In June 2015, Mr Bennett was found and arrested at a property that was being used as a cannabis farm. The police found and seized £960 cash from his person, and a further £44,000 cash from his home. Mr Bennett made no comment at interview. With no explanation as to the origin of the cash, the Chief Constable detained it under s.295 POCA and issued an application under s.298 POCA for its forfeiture.

Subsequently, Mr Bennett’s accountants produced a forensic report of Mr Bennett’s company accounts, supporting Mr Bennett’s contention that the cash had been generated lawfully by his business. On sight of documents referenced in the forensic accountancy report, the Chief Constable agreed to withdraw the cash forfeiture application. Mr Bennett then sought an order for costs against the police. The application was dismissed. He appealed the decision. 

High Court’s decision

Leggatt LJ and Andrew J dismissed Mr Bennett’s appeal as being “totally without merit”. They noted, first, that the magistrates’ court had the discretion to order costs as it considered just and reasonable. They noted that the principles on which that discretion should be exercised had been set out by the Court of Appeal in R (Perinpanathan) v City of Westminster Magistrates’ Court [2010] EWCA Civ 40; [2010] WLR 1508.

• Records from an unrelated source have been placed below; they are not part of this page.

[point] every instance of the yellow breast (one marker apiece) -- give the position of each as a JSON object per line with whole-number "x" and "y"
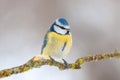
{"x": 55, "y": 44}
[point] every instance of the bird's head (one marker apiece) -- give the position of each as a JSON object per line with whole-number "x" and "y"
{"x": 60, "y": 26}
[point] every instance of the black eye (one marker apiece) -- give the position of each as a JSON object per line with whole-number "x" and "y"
{"x": 60, "y": 26}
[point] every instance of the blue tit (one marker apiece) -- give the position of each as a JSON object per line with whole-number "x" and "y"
{"x": 57, "y": 41}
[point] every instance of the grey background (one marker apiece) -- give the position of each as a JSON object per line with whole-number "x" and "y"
{"x": 95, "y": 26}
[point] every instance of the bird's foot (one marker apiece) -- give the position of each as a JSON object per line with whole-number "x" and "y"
{"x": 66, "y": 63}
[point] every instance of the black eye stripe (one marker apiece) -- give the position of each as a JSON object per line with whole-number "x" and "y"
{"x": 60, "y": 26}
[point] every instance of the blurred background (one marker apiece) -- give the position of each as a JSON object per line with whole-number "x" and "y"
{"x": 95, "y": 26}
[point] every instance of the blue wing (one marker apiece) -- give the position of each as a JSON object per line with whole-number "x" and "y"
{"x": 44, "y": 43}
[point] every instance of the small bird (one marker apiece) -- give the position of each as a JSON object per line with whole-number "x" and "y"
{"x": 57, "y": 41}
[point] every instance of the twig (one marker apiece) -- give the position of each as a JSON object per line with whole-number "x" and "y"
{"x": 76, "y": 65}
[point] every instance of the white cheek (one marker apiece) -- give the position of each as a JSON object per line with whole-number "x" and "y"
{"x": 59, "y": 30}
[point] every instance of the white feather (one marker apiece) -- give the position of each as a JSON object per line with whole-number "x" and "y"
{"x": 59, "y": 30}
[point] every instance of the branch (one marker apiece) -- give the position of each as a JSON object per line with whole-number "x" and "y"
{"x": 76, "y": 65}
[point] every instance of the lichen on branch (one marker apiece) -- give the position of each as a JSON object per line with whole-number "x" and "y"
{"x": 75, "y": 65}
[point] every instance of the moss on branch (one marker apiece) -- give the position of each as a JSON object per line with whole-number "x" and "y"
{"x": 76, "y": 65}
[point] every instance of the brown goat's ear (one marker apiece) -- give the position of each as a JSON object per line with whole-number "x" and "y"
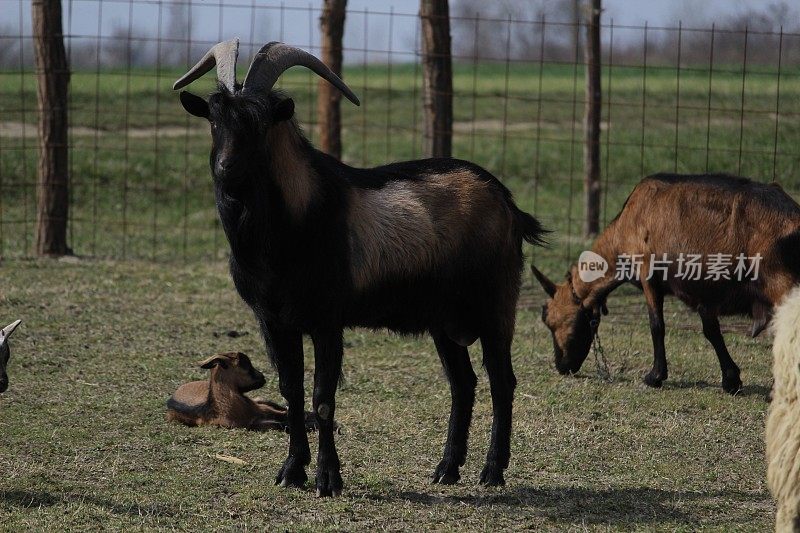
{"x": 548, "y": 286}
{"x": 284, "y": 110}
{"x": 194, "y": 105}
{"x": 214, "y": 360}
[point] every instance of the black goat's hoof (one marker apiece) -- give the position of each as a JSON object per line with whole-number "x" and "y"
{"x": 492, "y": 476}
{"x": 291, "y": 474}
{"x": 652, "y": 380}
{"x": 329, "y": 482}
{"x": 732, "y": 385}
{"x": 446, "y": 473}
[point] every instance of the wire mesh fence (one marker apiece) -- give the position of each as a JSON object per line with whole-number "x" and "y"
{"x": 675, "y": 99}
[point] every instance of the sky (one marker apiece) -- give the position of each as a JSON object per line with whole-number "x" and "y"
{"x": 300, "y": 27}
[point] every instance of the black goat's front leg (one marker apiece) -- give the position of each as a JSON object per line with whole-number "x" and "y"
{"x": 502, "y": 382}
{"x": 327, "y": 370}
{"x": 458, "y": 369}
{"x": 731, "y": 381}
{"x": 286, "y": 352}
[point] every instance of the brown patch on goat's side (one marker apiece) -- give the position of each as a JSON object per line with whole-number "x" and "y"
{"x": 411, "y": 226}
{"x": 391, "y": 233}
{"x": 290, "y": 167}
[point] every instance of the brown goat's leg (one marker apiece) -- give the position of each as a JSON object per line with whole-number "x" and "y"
{"x": 502, "y": 382}
{"x": 327, "y": 370}
{"x": 286, "y": 350}
{"x": 458, "y": 369}
{"x": 655, "y": 310}
{"x": 731, "y": 382}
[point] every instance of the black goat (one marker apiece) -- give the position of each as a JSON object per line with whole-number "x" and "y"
{"x": 5, "y": 352}
{"x": 317, "y": 246}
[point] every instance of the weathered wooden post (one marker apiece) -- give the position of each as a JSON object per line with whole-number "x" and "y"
{"x": 437, "y": 78}
{"x": 52, "y": 73}
{"x": 591, "y": 122}
{"x": 329, "y": 113}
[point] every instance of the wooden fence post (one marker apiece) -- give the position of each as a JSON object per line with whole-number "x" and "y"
{"x": 437, "y": 78}
{"x": 591, "y": 122}
{"x": 329, "y": 98}
{"x": 52, "y": 73}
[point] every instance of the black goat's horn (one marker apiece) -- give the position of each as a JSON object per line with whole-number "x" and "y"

Leggatt LJ held that “the starting point is that no order for costs should be made, provided that the public authority has acted reasonably and properly”. In determining whether the police have acted reasonably and properly, magistrates should “scrutinise the behaviour of the police with care”. There may, said the court, be instances which justify the making of an order for costs, “in particular where the successful party would suffer substantial hardship” without such an order [20].

Here, the district judge was held to have correctly applied these principles. She had found that the Chief Constable had acted reasonably and properly, having reasonable grounds for believing the cash fell within the scope of POCA both when seized and when making the forfeiture application. Further, the Chief Constable had acted swiftly in withdrawing the application on sight of the relevant documentation. Finally, there was no evidence that Mr Bennett would suffer hardship if no order for costs was awarded [21].

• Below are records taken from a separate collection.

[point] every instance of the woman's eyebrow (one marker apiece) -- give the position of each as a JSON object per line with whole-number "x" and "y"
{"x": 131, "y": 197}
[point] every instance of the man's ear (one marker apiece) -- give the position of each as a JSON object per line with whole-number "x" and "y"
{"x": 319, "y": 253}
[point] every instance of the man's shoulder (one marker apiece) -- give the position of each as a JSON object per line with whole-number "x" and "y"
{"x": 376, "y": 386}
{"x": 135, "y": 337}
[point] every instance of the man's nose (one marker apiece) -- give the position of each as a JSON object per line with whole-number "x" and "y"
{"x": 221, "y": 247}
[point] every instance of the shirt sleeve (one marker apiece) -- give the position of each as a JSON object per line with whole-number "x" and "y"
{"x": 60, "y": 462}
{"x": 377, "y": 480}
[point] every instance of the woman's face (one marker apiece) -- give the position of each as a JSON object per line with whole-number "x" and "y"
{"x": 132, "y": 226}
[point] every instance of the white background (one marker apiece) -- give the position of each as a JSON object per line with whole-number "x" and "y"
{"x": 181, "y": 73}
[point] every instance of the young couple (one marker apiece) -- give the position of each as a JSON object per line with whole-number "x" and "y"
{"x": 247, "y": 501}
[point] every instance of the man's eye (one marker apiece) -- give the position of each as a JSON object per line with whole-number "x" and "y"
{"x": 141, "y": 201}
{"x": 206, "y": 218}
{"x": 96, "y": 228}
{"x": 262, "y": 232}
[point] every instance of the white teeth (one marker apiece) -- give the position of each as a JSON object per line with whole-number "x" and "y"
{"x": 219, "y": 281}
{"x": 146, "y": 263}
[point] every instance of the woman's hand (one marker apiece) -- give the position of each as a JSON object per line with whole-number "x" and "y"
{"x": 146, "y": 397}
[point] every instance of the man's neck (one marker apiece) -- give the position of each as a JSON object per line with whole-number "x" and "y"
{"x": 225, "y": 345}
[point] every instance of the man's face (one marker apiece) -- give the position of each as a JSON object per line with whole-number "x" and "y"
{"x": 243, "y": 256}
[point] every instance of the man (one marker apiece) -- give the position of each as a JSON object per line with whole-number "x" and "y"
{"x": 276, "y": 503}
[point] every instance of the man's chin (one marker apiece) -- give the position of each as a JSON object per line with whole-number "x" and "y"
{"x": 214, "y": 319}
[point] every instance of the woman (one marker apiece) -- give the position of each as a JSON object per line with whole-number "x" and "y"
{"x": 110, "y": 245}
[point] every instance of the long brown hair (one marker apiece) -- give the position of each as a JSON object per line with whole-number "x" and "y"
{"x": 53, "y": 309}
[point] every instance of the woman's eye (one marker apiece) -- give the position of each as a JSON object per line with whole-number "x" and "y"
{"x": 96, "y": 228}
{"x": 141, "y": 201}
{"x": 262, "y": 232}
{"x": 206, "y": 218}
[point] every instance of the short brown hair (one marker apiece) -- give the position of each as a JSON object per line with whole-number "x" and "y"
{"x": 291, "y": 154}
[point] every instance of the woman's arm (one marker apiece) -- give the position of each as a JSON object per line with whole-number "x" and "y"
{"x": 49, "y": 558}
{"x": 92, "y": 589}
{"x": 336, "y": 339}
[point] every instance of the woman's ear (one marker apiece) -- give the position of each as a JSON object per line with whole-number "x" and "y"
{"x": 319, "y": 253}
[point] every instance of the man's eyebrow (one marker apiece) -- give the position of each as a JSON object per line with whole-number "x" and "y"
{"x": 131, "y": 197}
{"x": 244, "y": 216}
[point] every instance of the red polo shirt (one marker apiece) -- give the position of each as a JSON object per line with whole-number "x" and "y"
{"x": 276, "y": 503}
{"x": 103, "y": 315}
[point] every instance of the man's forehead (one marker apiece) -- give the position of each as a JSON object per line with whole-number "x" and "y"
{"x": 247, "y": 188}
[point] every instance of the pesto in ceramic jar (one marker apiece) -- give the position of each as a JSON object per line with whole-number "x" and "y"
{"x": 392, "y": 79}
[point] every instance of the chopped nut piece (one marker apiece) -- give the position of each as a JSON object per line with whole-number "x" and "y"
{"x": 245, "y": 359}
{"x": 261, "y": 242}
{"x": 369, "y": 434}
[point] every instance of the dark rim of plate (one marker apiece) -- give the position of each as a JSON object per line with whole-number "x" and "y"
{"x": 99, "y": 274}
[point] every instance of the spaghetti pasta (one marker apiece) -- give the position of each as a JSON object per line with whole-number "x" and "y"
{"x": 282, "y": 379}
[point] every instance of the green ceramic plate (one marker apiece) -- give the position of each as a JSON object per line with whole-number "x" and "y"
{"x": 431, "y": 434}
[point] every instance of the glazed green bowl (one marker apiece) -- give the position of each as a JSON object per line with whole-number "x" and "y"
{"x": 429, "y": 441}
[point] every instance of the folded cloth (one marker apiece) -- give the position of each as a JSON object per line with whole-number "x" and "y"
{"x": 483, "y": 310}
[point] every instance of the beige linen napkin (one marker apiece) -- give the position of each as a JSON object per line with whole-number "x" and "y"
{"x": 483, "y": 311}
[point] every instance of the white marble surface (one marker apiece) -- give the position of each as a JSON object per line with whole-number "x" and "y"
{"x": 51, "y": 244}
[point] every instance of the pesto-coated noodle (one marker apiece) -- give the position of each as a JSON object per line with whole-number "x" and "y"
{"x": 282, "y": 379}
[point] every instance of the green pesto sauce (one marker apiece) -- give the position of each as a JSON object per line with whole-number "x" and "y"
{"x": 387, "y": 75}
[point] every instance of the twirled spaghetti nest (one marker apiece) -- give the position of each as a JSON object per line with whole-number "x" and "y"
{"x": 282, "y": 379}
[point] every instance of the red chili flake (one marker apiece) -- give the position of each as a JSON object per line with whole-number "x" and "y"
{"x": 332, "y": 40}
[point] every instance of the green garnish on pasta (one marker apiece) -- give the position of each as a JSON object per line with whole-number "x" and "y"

Counsel for Mr Bennett accepted that the police had acted reasonably in seizing the cash but submitted that it was unreasonable for them not to have actively investigated the provenance of the cash rather than to have left it for Mr Bennett to provide an explanation. Leggatt LJ dismissed this argument, stating that that Muneka v Customs & Excise [2005] EWHC 495 (Admin), on which the applicant sought to rely, “does not establish any principle that there must be active investigation” by the police in order to provide reasonable grounds for bringing or pursuing forfeiture proceedings [25].

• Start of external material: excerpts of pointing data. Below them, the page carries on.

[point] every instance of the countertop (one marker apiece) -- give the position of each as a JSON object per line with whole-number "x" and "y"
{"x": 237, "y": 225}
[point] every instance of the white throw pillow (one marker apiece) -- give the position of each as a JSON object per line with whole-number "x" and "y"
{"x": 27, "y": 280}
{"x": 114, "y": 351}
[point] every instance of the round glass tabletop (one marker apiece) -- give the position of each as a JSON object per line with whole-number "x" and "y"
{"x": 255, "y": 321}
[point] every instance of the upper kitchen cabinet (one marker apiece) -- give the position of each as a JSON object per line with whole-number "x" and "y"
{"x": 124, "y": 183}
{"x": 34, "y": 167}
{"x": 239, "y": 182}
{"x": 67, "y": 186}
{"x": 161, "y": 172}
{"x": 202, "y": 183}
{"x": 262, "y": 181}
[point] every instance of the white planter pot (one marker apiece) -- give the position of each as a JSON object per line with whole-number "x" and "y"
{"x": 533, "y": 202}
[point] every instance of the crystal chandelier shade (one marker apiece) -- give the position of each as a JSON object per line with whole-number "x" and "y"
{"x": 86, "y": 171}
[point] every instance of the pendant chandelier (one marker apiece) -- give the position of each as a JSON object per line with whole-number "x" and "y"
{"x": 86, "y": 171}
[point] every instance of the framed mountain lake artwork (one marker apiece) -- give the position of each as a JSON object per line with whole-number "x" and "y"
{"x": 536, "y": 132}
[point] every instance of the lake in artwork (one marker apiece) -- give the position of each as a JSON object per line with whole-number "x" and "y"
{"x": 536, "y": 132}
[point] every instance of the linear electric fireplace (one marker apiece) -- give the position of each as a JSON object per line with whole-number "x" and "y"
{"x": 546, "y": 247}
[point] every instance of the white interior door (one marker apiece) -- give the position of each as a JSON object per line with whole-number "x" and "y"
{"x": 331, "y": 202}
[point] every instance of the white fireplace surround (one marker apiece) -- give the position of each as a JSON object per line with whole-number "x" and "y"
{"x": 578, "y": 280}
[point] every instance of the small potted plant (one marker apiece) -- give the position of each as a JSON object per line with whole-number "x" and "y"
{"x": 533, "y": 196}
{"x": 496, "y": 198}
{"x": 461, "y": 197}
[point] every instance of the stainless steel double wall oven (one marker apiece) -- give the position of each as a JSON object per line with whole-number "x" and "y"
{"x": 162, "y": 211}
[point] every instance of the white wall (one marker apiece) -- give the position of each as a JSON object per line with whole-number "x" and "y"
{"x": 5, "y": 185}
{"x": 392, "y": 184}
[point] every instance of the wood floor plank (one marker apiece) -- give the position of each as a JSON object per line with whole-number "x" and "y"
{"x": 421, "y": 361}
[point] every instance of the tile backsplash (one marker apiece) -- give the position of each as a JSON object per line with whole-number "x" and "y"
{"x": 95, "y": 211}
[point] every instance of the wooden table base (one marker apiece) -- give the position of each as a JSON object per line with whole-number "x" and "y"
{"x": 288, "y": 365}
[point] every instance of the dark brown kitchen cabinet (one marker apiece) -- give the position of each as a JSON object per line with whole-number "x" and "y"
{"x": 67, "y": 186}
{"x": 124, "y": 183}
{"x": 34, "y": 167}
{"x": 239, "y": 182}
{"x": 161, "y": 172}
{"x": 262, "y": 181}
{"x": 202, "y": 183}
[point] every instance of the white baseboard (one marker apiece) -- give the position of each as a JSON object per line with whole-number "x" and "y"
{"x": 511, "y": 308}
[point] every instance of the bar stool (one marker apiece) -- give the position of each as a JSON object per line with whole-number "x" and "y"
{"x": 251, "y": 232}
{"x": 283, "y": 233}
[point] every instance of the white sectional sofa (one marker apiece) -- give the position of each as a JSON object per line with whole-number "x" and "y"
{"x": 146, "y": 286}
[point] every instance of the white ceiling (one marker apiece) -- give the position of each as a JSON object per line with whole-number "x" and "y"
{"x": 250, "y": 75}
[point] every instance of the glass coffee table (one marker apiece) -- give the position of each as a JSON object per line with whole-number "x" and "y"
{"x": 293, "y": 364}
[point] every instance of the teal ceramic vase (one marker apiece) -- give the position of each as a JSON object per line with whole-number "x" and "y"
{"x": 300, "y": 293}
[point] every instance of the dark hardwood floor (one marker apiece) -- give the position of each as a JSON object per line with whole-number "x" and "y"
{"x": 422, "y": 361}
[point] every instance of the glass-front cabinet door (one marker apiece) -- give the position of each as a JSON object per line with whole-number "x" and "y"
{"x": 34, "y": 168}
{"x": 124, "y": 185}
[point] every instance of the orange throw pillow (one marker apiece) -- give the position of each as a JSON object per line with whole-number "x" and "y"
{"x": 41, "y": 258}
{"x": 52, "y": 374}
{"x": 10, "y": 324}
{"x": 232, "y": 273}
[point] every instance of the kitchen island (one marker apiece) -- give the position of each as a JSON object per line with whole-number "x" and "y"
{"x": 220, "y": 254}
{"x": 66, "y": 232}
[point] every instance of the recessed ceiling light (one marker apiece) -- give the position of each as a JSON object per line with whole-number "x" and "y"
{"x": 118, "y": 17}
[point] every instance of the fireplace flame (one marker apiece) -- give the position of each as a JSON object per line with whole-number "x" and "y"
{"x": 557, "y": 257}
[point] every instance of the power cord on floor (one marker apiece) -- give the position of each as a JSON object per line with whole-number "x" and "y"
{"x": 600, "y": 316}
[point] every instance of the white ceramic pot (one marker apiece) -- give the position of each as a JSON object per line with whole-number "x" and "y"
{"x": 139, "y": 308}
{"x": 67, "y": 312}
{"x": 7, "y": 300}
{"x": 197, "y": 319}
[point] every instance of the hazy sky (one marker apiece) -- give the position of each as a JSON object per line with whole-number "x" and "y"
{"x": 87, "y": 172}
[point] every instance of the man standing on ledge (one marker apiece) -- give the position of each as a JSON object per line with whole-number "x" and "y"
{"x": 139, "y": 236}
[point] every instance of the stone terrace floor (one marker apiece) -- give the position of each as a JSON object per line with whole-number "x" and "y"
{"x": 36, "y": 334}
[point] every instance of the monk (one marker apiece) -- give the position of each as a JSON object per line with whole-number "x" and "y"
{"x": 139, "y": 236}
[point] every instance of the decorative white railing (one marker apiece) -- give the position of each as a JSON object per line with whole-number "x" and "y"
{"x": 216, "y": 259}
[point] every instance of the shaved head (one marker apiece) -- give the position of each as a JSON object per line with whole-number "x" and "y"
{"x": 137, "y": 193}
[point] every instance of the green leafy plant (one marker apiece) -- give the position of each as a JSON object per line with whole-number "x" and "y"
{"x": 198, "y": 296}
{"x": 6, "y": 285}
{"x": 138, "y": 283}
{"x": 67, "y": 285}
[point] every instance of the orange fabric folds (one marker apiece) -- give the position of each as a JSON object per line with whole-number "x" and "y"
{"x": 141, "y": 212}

Counsel for Mr Bennett further submitted that the district judge had applied the wrong test for financial hardship. Leggatt LJ reaffirmed the test set out by Lord Bingham in City of Bradford Metropolitan District Council v Booth [2000] EWHC Admin 444 and applied by Stanley Burton LJ in Perinpanathan, that the successful party must suffer “undue financial prejudice”. This is over and above the financial prejudice necessarily or normally incurred in litigation [34].

It was on this basis that Leggatt LJ, with whom Andrew J agreed, decided that “this appeal is entirely without merit and must accordingly be dismissed” [37].

Conclusion

This judgment reaffirms the high threshold faced by successful parties challenging a POCA s.298 forfeiture application. The police must have acted reasonably and properly in bringing the forfeiture application. However, that does not require their actively investigating the circumstances or provenance of the cash to establish a reasonable belief that the cash is recoverable. Respondents who have had their cash seized may feel short-changed - given that the purpose of s295 is to permit continued detention prior to an application for forfeiture pursuant to s298. They can take some solace from the fact that it may, nonetheless, still be justifiable to award costs against the police. where they suffer undue financial prejudice and that courts must consider and scrutinise police explanations on costs with care.